Trump'ın miyopluğu!

İlter TURAN
İlter TURAN SİYASET PENCERESİ [email protected]

Kimine göre gelişmeler karşısında bu hafta yeni bir bunalım geçiren ABD Başkanı Donald Trump, Suudi Arabistan ile ülkenin Veliaht Prensi Muhammed Bin Salman'ın, Cemal Kaşıkçı cinayetindeki rollerini savunan bir dizi açıklama yaptı. Tutarsız ifadelerin yer aldığı, inandırıcılıktan uzak ifadesinde Trump "Suudi Prens'in bu trajik olay hakkında bilgi sahibi olabileceğine" işaret etmekle birlikte Suudi Arabistan'ın terk edilemeyecek kadar önemli bir bölgesel bir müttefik ve silah alıcısı olduğunu belirtti. Aslında Trump yönetiminin kurallar ve normlar üzerine bina edilmiş uluslararası düzene kafa tutar nitelikteki çıkışı, dünyanın karşı karşıya bulunduğu ve kısa dönemli kazançlar uğruna uzun vadeli istikrarın kurban edildiği daha derin bir krize işaret ediyor. ABD niçin istikrarsızlıklara yol açabilecek bir dış politika izliyor ve bu ne gibi sonuçlar doğurabilir?

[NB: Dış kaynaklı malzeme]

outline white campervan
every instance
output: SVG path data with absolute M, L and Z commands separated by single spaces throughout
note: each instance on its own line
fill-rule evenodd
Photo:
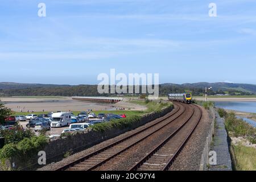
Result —
M 56 113 L 52 115 L 51 127 L 62 127 L 71 123 L 71 113 Z

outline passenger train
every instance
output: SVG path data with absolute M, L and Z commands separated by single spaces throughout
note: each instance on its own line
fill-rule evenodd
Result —
M 191 93 L 172 93 L 168 95 L 170 101 L 176 101 L 187 104 L 192 102 L 192 96 Z

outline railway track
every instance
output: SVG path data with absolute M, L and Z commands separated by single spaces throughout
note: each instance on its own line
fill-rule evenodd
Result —
M 130 169 L 131 170 L 144 169 L 144 166 L 147 164 L 146 162 L 151 159 L 152 156 L 154 156 L 156 151 L 160 148 L 164 148 L 162 147 L 167 144 L 172 136 L 176 136 L 176 134 L 179 133 L 178 131 L 181 130 L 194 115 L 195 111 L 194 108 L 191 109 L 189 108 L 188 105 L 183 104 L 175 103 L 174 104 L 175 106 L 175 110 L 163 117 L 152 122 L 151 125 L 99 150 L 92 152 L 79 160 L 62 166 L 57 171 L 90 171 L 95 169 L 124 151 L 129 150 L 133 146 L 135 146 L 139 143 L 143 142 L 144 140 L 148 138 L 150 136 L 160 131 L 163 132 L 167 128 L 173 128 L 174 130 L 170 135 L 171 136 L 169 136 L 170 137 L 168 137 L 163 142 L 161 143 L 158 148 L 154 148 L 146 157 L 142 159 Z M 196 112 L 197 112 L 197 111 L 196 111 Z M 191 133 L 193 131 L 191 131 Z M 177 146 L 178 146 L 180 143 L 177 141 L 175 143 L 177 143 Z M 174 157 L 175 155 L 174 155 Z M 170 160 L 170 158 L 165 158 L 166 160 Z M 167 167 L 165 168 L 167 168 L 169 166 L 169 164 L 172 163 L 173 159 L 170 160 L 170 162 L 168 163 L 161 163 L 161 164 L 166 164 Z M 162 166 L 163 166 L 163 164 Z M 155 168 L 151 167 L 150 168 L 154 169 Z
M 195 114 L 143 159 L 133 166 L 130 171 L 168 170 L 201 119 L 201 108 L 195 105 L 193 105 L 193 107 L 196 110 Z

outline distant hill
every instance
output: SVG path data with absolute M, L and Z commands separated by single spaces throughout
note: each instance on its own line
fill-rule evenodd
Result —
M 256 94 L 256 85 L 226 82 L 198 82 L 161 84 L 159 85 L 159 94 L 166 96 L 170 93 L 189 92 L 193 95 L 200 95 L 204 93 L 205 86 L 212 87 L 212 90 L 209 92 L 212 95 L 226 93 L 230 95 Z M 97 92 L 97 85 L 69 85 L 0 82 L 0 96 L 108 96 L 110 94 L 100 94 Z
M 1 82 L 0 89 L 22 89 L 31 88 L 49 88 L 59 86 L 70 86 L 68 85 L 53 85 L 53 84 L 20 84 L 12 82 Z
M 233 90 L 238 92 L 256 93 L 256 85 L 247 84 L 233 84 L 227 82 L 197 82 L 194 84 L 183 84 L 181 85 L 176 85 L 173 84 L 166 84 L 165 85 L 176 86 L 179 85 L 184 88 L 196 88 L 204 89 L 205 86 L 212 87 L 214 91 L 222 90 L 228 91 Z

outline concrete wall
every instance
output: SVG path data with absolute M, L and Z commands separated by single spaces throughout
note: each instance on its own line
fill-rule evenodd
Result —
M 210 144 L 212 141 L 213 135 L 214 133 L 214 121 L 215 112 L 214 107 L 210 108 L 209 110 L 210 119 L 211 124 L 208 131 L 208 134 L 205 139 L 205 146 L 201 157 L 200 171 L 207 171 L 209 164 L 209 152 L 210 151 Z

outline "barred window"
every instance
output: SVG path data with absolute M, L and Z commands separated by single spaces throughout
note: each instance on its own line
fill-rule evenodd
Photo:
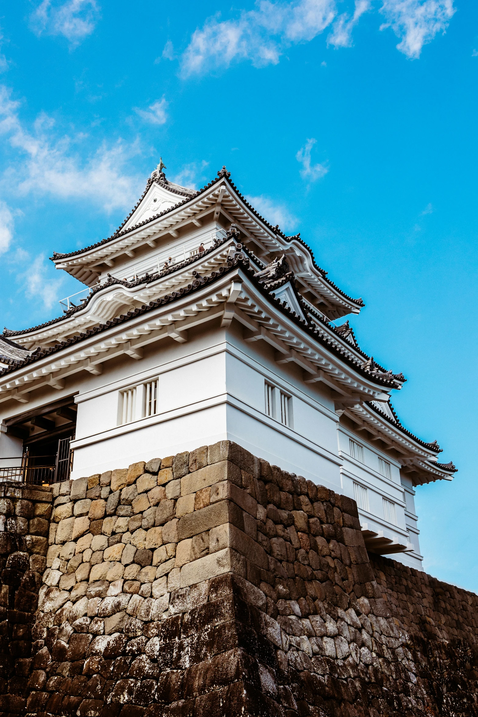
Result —
M 359 460 L 360 463 L 363 462 L 363 446 L 361 446 L 360 443 L 357 443 L 356 441 L 353 441 L 351 438 L 349 439 L 349 443 L 350 447 L 350 455 L 355 460 Z
M 368 505 L 368 490 L 360 483 L 353 484 L 353 495 L 358 508 L 370 513 Z
M 286 394 L 280 393 L 280 422 L 285 426 L 289 425 L 289 402 L 290 399 Z
M 118 425 L 148 418 L 158 412 L 158 379 L 155 379 L 120 391 Z
M 292 397 L 267 381 L 264 384 L 265 414 L 292 427 Z
M 383 516 L 387 523 L 391 523 L 393 526 L 397 525 L 397 513 L 395 503 L 391 500 L 387 500 L 386 498 L 383 500 Z
M 388 461 L 378 459 L 378 470 L 386 478 L 391 479 L 392 477 L 391 466 Z
M 274 417 L 273 411 L 273 399 L 274 399 L 274 386 L 271 386 L 270 384 L 266 382 L 264 384 L 265 388 L 265 398 L 266 398 L 266 416 L 270 416 L 271 418 Z

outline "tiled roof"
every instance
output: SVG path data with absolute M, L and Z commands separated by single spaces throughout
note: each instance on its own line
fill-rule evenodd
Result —
M 0 364 L 14 365 L 24 358 L 29 353 L 18 343 L 11 341 L 4 336 L 0 336 Z
M 146 189 L 143 191 L 143 194 L 141 195 L 141 196 L 140 197 L 140 199 L 138 199 L 138 201 L 136 202 L 136 204 L 135 204 L 135 206 L 133 207 L 133 210 L 130 212 L 130 214 L 126 217 L 126 219 L 124 220 L 124 222 L 118 227 L 118 228 L 117 229 L 117 230 L 115 232 L 114 234 L 113 234 L 110 237 L 107 237 L 106 239 L 102 239 L 101 241 L 97 242 L 96 244 L 91 244 L 89 247 L 85 247 L 85 249 L 78 249 L 78 250 L 77 250 L 75 252 L 67 252 L 67 253 L 64 253 L 64 254 L 60 254 L 60 253 L 58 253 L 57 252 L 53 252 L 53 256 L 50 257 L 50 259 L 52 260 L 57 260 L 57 259 L 66 259 L 66 258 L 67 258 L 69 257 L 77 256 L 78 255 L 83 254 L 85 252 L 90 251 L 92 249 L 96 249 L 97 247 L 100 247 L 100 246 L 102 246 L 105 244 L 107 244 L 108 242 L 111 242 L 114 239 L 117 239 L 118 237 L 121 236 L 122 234 L 128 234 L 129 232 L 131 232 L 133 229 L 138 229 L 140 227 L 143 227 L 145 224 L 150 224 L 151 222 L 154 221 L 155 219 L 158 219 L 160 217 L 163 217 L 165 214 L 169 214 L 169 212 L 172 212 L 173 209 L 178 209 L 181 205 L 187 203 L 188 201 L 189 201 L 190 199 L 196 198 L 199 194 L 201 194 L 203 192 L 206 191 L 206 189 L 210 189 L 214 184 L 216 184 L 223 177 L 225 177 L 227 179 L 229 186 L 234 190 L 234 191 L 237 195 L 237 196 L 239 197 L 239 199 L 241 199 L 241 201 L 243 201 L 244 204 L 247 206 L 247 208 L 251 210 L 251 212 L 254 214 L 254 216 L 256 217 L 257 217 L 257 219 L 259 219 L 263 224 L 264 224 L 269 229 L 271 229 L 275 234 L 280 234 L 280 236 L 282 237 L 282 239 L 285 239 L 286 241 L 287 241 L 289 242 L 291 242 L 294 239 L 296 239 L 297 242 L 299 242 L 300 244 L 302 244 L 302 245 L 304 247 L 304 248 L 307 249 L 307 250 L 309 252 L 309 253 L 310 255 L 310 257 L 312 259 L 312 264 L 313 264 L 314 267 L 321 274 L 321 275 L 322 275 L 324 281 L 327 282 L 327 283 L 329 284 L 331 287 L 333 287 L 335 290 L 335 291 L 338 291 L 342 296 L 344 297 L 344 298 L 347 299 L 348 301 L 352 301 L 353 303 L 356 304 L 358 306 L 360 306 L 360 307 L 365 306 L 365 304 L 364 304 L 364 303 L 363 303 L 363 301 L 362 300 L 361 298 L 360 298 L 360 299 L 354 299 L 354 298 L 352 298 L 352 297 L 348 296 L 347 294 L 345 294 L 345 292 L 342 291 L 342 290 L 340 289 L 337 286 L 336 284 L 334 284 L 334 282 L 333 281 L 331 281 L 330 279 L 328 279 L 327 277 L 327 273 L 328 272 L 326 271 L 324 271 L 323 269 L 321 269 L 315 263 L 315 260 L 314 258 L 314 255 L 313 255 L 313 252 L 312 251 L 312 249 L 301 238 L 300 233 L 297 234 L 295 234 L 293 237 L 288 237 L 287 234 L 284 234 L 283 232 L 280 231 L 280 229 L 279 229 L 279 224 L 276 224 L 275 227 L 273 227 L 272 224 L 269 224 L 269 222 L 267 221 L 267 219 L 265 219 L 261 214 L 259 214 L 259 212 L 252 206 L 252 204 L 249 204 L 249 203 L 247 201 L 247 200 L 246 199 L 246 198 L 240 193 L 240 191 L 239 191 L 239 189 L 237 189 L 237 187 L 236 186 L 236 185 L 234 184 L 234 182 L 231 181 L 231 179 L 230 179 L 231 173 L 228 172 L 226 171 L 225 166 L 223 166 L 222 169 L 220 170 L 217 173 L 217 175 L 218 176 L 217 176 L 217 177 L 216 179 L 213 179 L 211 181 L 209 182 L 207 184 L 205 184 L 204 186 L 201 189 L 199 189 L 197 191 L 193 192 L 192 190 L 187 190 L 186 189 L 186 190 L 185 190 L 185 191 L 192 192 L 191 194 L 187 194 L 187 195 L 185 194 L 185 191 L 183 191 L 182 193 L 180 192 L 180 191 L 176 191 L 176 194 L 183 194 L 185 195 L 185 199 L 183 199 L 182 201 L 179 201 L 176 204 L 174 204 L 173 206 L 170 206 L 168 209 L 165 209 L 164 212 L 161 212 L 159 214 L 155 214 L 153 217 L 151 217 L 150 219 L 145 219 L 143 222 L 140 222 L 139 224 L 134 224 L 134 226 L 133 226 L 133 227 L 130 227 L 128 229 L 125 229 L 123 232 L 123 231 L 122 231 L 123 230 L 123 227 L 125 226 L 125 224 L 128 221 L 128 219 L 130 219 L 130 217 L 133 216 L 133 214 L 135 212 L 135 211 L 138 209 L 138 207 L 139 206 L 140 204 L 141 203 L 141 201 L 143 201 L 143 199 L 145 196 L 146 193 L 148 192 L 148 190 L 149 189 L 150 186 L 151 186 L 151 184 L 153 184 L 153 181 L 156 181 L 158 184 L 161 184 L 163 186 L 166 186 L 166 189 L 169 189 L 170 191 L 174 191 L 174 190 L 170 189 L 170 186 L 169 186 L 165 185 L 163 182 L 159 181 L 157 179 L 154 179 L 154 180 L 151 179 L 148 179 L 148 183 L 146 184 Z M 174 186 L 176 186 L 177 185 L 174 185 Z M 181 187 L 181 189 L 184 190 L 185 188 Z
M 19 361 L 14 366 L 6 366 L 4 369 L 0 370 L 0 376 L 4 376 L 6 374 L 11 373 L 13 371 L 16 370 L 24 366 L 27 366 L 29 364 L 34 363 L 34 361 L 39 361 L 40 358 L 44 358 L 46 356 L 49 356 L 52 353 L 56 353 L 57 352 L 61 351 L 62 348 L 67 346 L 72 346 L 77 343 L 90 336 L 94 336 L 96 333 L 101 333 L 102 331 L 106 331 L 111 326 L 120 325 L 129 320 L 133 316 L 136 316 L 140 314 L 146 313 L 148 311 L 152 310 L 153 308 L 156 308 L 158 306 L 163 305 L 165 304 L 171 303 L 175 301 L 180 296 L 188 295 L 192 294 L 194 292 L 199 290 L 202 286 L 213 283 L 214 281 L 217 280 L 220 276 L 226 272 L 229 272 L 233 270 L 237 265 L 242 265 L 243 270 L 249 275 L 250 280 L 254 284 L 256 288 L 266 297 L 269 301 L 273 302 L 276 304 L 277 307 L 279 310 L 287 315 L 290 319 L 291 319 L 295 323 L 300 327 L 303 331 L 309 333 L 317 343 L 320 343 L 322 346 L 325 346 L 328 351 L 332 353 L 335 354 L 340 360 L 348 363 L 349 365 L 353 366 L 355 371 L 358 374 L 362 375 L 364 378 L 368 380 L 372 380 L 374 383 L 383 386 L 384 388 L 395 388 L 395 384 L 393 381 L 388 381 L 382 379 L 381 376 L 371 375 L 370 372 L 366 371 L 363 366 L 363 364 L 351 357 L 348 353 L 345 353 L 345 351 L 336 346 L 331 341 L 328 339 L 326 337 L 322 336 L 313 325 L 307 323 L 307 322 L 298 316 L 296 315 L 295 311 L 292 311 L 287 305 L 285 302 L 280 302 L 279 299 L 275 299 L 274 297 L 271 296 L 270 293 L 266 289 L 259 281 L 254 278 L 254 272 L 249 267 L 249 260 L 242 254 L 237 255 L 236 259 L 234 262 L 229 261 L 227 262 L 227 267 L 220 267 L 217 271 L 213 271 L 208 277 L 203 277 L 202 278 L 196 279 L 192 284 L 188 285 L 186 289 L 179 289 L 178 291 L 173 291 L 171 294 L 168 294 L 163 297 L 161 299 L 158 299 L 156 301 L 150 301 L 148 305 L 143 305 L 141 308 L 135 309 L 134 311 L 128 311 L 126 314 L 122 314 L 120 316 L 112 319 L 111 320 L 107 321 L 104 324 L 99 324 L 97 326 L 95 326 L 90 329 L 87 329 L 85 332 L 81 332 L 80 334 L 72 336 L 71 338 L 68 338 L 64 341 L 61 341 L 59 343 L 55 344 L 54 346 L 49 347 L 48 348 L 42 349 L 41 351 L 37 351 L 33 354 L 27 356 L 21 361 Z M 152 277 L 148 277 L 145 280 L 151 280 Z M 145 279 L 140 280 L 138 280 L 136 282 L 120 282 L 118 280 L 112 279 L 112 283 L 113 282 L 117 283 L 122 283 L 125 286 L 135 286 L 142 281 L 144 282 Z M 300 299 L 300 295 L 297 295 Z
M 408 431 L 406 428 L 405 428 L 404 426 L 403 426 L 402 424 L 401 423 L 400 419 L 397 416 L 395 409 L 392 406 L 391 402 L 390 400 L 388 401 L 388 406 L 390 407 L 391 411 L 392 412 L 392 414 L 395 417 L 395 420 L 396 421 L 396 423 L 393 422 L 393 421 L 391 420 L 389 416 L 387 416 L 386 413 L 384 413 L 383 411 L 381 411 L 380 409 L 377 408 L 376 406 L 374 406 L 373 404 L 372 404 L 371 402 L 367 401 L 366 404 L 368 408 L 371 409 L 375 413 L 378 413 L 380 415 L 381 418 L 385 419 L 385 420 L 388 421 L 388 423 L 391 424 L 391 425 L 393 426 L 394 428 L 399 428 L 403 433 L 407 435 L 409 438 L 412 438 L 414 441 L 416 441 L 416 442 L 419 443 L 420 445 L 422 445 L 425 448 L 428 448 L 429 450 L 433 451 L 434 453 L 438 454 L 442 452 L 442 449 L 440 448 L 439 445 L 438 445 L 436 440 L 432 441 L 431 442 L 427 442 L 426 441 L 422 441 L 421 438 L 419 438 L 417 436 L 414 435 L 410 431 Z M 439 463 L 437 463 L 436 465 L 441 465 L 441 464 Z M 444 467 L 444 465 L 442 465 L 441 467 Z M 445 470 L 451 470 L 451 469 L 445 468 Z
M 88 305 L 93 296 L 107 287 L 111 286 L 113 284 L 119 284 L 121 286 L 125 286 L 127 288 L 131 289 L 134 288 L 135 286 L 139 286 L 141 284 L 156 281 L 159 277 L 165 277 L 168 274 L 173 274 L 179 269 L 183 269 L 184 267 L 188 266 L 189 264 L 193 264 L 194 262 L 197 261 L 199 258 L 202 259 L 204 257 L 207 256 L 208 254 L 213 252 L 221 244 L 224 244 L 227 239 L 228 237 L 225 237 L 224 239 L 216 239 L 215 244 L 212 247 L 209 247 L 209 249 L 205 249 L 201 255 L 189 257 L 183 262 L 181 262 L 181 264 L 175 264 L 169 268 L 164 269 L 163 271 L 161 271 L 159 274 L 157 272 L 151 275 L 145 274 L 143 277 L 138 277 L 135 281 L 125 281 L 122 279 L 117 279 L 115 277 L 113 277 L 108 274 L 107 280 L 104 282 L 102 284 L 98 284 L 97 286 L 93 287 L 85 301 L 84 301 L 82 304 L 79 304 L 77 306 L 70 306 L 67 311 L 64 312 L 62 316 L 57 316 L 55 318 L 50 319 L 49 321 L 45 321 L 44 323 L 40 323 L 37 326 L 32 326 L 31 328 L 23 328 L 18 331 L 6 328 L 6 327 L 5 327 L 4 328 L 4 336 L 20 336 L 22 334 L 30 333 L 31 331 L 37 331 L 40 328 L 46 328 L 47 326 L 52 326 L 55 323 L 64 321 L 65 319 L 72 316 L 74 313 L 77 313 L 78 311 L 82 311 L 83 309 Z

Ekonomik bir benzetmeyle başlayalım: Birçok iktisatçı Türkiye'yi uzun vadeli istikrarı tehlikeye atmak pahasına ekonomik sıkıntılarını sadece yara bandıyla tedavi etmeye çalışmakla eleştirdi. ABD'nin Suudi Arabistan'a yaklaşımı da uluslararası ilişkilerde aynı tutumu mu yansıtıyor?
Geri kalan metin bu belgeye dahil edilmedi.